Finklestein’s story is personal as he sees what happened through the eyes “of a key designer of a crucial political movement and [he]demystifies how design decisions are made amidst political crisis.”

This is a first-hand account of the beginnings and the use of the Silence = Death graphic and Finklestein shows how it was used by the AIDS Action Committee (that later became ACT UP). We also get a look inside of the collective Gran Fury and the various strategies and challenges that formed and informed their most successful campaigns such as “Read My Lips” and “Kissing Doesn’t Kill”. By reading this book, we better understand the politics of resistance and the impact of ACT UP in building a movement.

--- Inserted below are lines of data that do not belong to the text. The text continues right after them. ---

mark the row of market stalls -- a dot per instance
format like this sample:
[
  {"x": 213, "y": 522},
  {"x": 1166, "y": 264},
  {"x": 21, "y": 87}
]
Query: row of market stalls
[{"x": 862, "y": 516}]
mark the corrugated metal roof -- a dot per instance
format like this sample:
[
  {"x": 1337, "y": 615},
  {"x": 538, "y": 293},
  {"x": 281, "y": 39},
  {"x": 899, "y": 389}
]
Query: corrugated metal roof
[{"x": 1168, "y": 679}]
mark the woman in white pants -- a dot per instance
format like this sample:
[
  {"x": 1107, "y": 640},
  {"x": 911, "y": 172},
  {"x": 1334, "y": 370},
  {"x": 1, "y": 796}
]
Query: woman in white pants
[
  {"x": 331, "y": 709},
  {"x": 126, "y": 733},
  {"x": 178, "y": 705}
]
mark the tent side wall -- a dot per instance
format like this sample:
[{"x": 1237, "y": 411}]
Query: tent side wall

Avram Finkelstein was a central figure in the image strategies that were developed and used by ACT UP and he is able to provide insights for the next generation of artist-activists who hope to transform our political landscape. This is an honesty and heartfelt look at defining our history with all of the complexities that are found in social movements.

After the threat of AIDS began to subside, many writer were unable to write about it and didn’t. It is only now that those writers have decided to use their voices to tell how it was. This is a “one-of-a-kind book about the history of AIDS through its images that the world needs and has waited for.”